In the past two decades there has developed an increasing interest in the subject of aging and spirituality. That topic has emerged to the center of attention by elder specific service providers and publications and in the field of academic gerontology. It is appropriately recognized that people are multi-faceted in essence; beyond the physiological, there is the emotional, the psychological, and the spiritual.

The stated mission in our residential facility for the elderly is to minister to the entire person. We recognize that people have spiritual needs as well as physical and emotional needs. So I am especially interested in the concentrated attention this subject is receiving. As good as that sounds though, it raises some concerns.

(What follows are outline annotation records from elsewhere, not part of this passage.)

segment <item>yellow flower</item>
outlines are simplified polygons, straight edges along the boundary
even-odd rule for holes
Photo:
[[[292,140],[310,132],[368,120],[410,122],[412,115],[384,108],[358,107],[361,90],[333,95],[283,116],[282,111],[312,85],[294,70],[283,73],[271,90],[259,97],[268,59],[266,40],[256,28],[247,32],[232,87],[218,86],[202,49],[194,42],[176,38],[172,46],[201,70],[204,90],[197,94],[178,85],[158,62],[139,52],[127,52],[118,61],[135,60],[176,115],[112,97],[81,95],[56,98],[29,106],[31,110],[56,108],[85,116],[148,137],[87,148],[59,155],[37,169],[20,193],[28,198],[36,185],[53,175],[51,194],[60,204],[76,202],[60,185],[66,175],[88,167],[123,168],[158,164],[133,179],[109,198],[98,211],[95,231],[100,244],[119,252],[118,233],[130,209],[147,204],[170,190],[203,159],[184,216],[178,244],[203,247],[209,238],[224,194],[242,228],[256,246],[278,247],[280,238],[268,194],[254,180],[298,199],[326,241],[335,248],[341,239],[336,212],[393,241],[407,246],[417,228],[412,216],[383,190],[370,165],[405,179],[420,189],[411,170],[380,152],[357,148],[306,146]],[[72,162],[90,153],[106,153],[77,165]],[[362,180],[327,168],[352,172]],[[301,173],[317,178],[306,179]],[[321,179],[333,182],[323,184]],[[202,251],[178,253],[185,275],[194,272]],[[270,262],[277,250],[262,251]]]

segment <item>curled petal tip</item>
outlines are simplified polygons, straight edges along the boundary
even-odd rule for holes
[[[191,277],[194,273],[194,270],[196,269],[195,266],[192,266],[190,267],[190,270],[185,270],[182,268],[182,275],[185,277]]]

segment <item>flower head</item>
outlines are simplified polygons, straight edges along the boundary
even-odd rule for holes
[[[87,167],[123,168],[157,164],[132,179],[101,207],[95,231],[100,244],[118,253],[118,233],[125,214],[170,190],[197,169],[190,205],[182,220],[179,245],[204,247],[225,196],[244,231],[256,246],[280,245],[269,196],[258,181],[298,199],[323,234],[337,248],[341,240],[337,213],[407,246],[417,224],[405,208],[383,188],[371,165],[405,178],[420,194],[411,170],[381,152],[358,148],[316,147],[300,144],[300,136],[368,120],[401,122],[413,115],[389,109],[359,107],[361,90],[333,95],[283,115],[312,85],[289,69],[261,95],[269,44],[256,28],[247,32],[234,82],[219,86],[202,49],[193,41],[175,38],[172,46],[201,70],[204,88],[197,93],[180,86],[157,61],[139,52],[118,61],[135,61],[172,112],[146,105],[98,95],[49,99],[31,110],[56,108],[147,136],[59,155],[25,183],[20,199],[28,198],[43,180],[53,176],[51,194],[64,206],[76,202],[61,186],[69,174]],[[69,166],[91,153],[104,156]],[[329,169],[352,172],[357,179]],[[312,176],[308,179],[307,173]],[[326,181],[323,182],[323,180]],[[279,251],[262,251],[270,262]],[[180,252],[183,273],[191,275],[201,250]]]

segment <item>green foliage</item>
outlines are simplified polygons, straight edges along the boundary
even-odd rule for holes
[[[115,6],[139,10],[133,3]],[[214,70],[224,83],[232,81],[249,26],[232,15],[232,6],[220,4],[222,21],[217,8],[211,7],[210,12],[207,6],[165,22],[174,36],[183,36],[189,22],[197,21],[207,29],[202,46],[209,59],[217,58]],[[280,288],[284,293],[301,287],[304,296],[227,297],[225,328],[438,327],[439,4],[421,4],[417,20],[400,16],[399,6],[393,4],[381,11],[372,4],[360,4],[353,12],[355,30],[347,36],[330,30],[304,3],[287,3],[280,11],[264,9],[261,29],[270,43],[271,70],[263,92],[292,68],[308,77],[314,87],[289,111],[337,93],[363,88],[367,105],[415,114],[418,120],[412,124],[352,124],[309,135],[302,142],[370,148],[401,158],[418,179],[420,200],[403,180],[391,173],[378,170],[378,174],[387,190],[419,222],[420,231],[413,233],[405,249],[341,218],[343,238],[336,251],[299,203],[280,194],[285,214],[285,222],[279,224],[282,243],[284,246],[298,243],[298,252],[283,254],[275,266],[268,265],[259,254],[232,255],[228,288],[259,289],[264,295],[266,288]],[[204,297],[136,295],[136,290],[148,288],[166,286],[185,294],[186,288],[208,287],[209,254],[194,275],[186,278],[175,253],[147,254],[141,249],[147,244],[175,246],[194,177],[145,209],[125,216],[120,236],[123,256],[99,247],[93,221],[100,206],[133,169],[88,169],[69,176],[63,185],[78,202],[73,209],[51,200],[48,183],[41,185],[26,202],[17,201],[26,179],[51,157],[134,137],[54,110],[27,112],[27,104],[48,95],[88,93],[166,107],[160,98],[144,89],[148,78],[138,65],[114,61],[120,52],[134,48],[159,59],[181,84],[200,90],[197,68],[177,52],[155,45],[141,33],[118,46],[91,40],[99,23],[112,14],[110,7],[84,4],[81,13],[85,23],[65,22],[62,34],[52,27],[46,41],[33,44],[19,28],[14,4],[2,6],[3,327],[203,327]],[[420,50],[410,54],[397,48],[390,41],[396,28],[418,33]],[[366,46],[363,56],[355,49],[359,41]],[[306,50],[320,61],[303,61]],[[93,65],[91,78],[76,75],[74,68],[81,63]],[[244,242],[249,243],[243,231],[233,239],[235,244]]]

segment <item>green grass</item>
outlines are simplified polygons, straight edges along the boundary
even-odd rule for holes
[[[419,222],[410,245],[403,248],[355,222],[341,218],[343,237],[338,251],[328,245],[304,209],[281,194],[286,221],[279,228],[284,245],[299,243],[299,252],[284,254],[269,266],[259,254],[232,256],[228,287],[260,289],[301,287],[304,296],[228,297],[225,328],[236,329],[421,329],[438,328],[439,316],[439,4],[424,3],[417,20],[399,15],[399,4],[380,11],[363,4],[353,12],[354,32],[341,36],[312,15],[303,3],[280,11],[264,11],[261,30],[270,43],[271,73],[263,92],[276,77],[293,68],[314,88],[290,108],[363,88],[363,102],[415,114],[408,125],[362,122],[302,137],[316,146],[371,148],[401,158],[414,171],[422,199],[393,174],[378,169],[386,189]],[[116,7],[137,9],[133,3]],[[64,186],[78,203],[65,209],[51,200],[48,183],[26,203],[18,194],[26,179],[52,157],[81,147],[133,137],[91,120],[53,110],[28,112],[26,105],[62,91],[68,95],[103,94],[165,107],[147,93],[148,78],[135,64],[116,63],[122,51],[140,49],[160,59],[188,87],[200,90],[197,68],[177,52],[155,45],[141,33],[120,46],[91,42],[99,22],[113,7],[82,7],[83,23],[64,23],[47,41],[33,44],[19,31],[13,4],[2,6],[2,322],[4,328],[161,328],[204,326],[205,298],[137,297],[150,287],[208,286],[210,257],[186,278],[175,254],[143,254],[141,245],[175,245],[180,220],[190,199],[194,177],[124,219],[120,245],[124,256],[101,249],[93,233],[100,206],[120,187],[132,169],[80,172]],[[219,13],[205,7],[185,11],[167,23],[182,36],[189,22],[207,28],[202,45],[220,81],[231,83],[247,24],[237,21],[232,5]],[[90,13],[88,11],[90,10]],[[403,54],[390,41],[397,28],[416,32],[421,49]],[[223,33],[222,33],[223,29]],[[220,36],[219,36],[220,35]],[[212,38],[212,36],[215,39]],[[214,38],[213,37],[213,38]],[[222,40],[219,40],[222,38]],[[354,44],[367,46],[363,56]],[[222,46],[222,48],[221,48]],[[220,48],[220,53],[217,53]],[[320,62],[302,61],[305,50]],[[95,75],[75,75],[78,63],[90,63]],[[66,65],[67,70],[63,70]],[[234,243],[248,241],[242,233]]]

In most disciplines of human study, there are certain bodies of truth that are generally accepted by mainstream scientists and practitioners. We know what is healthy and what is not, and we know what is normal and what is problematic.

So it seems reasonable to assume that there must be some truth or absolutes in spiritual matters also. The questions must be answered, “Does God exist?” and if so, “Has He absolutely and authoritatively revealed truth?”

Answers to those questions would certainly impact the way we address spiritual needs. Apart from God, treatment of the spiritual being remains very subjective and experiential. There is no foundation in truth. We are left to flounder within ourselves in search of personal truth that can only be validated by our feelings. That results in all sorts of subconscious, unconscious, and intuitive activity. The goal becomes self-realization or self-actualization (whatever that means). Meditation is focused on inner voices (the spirit within). Faith is thought to be virtuous or even therapeutic but it has no real object. Each individual’s personal experience is legitimized. Everybody is right; nobody is wrong. No wonder people are confused.


The Apostle Paul warns us in I Corinthians chapter 14. When it comes to spiritual matters, we are to speak in words that make sense. What value is there in words that no one understands? In verse 8 he asks, If a trumpet call isn’t clear, how would you know to get ready for battle? He concludes by challenging God’s people to be clear in speaking forth God’s Word so that when others hear, they will know that they are sinners and will bow down to God with understanding.

One of our desires when dealing with our elderly residents is that we give a clear sound in matters of spirituality. Do you ever question the meaning of life or wonder how to get to heaven? Do you get confused by many voices, philosophies, and ideologies? Do you want to have the assurance of eternal life in God’s favor? Most people do.

Well there really is a God and He has spoken. And because He has spoken, we understand that we are all sinners in need of a savior. And we can also know that God has provided a savior for us in His Son, Jesus Christ. In John 14:6 Jesus said to Thomas, “I am the way, the truth and the life. No man comes unto the Father, but by me. God’s good news is clear and simple; “Believe on the Lord Jesus Christ and you shall be saved.” He is God’s only provision for our salvation. There is no other way.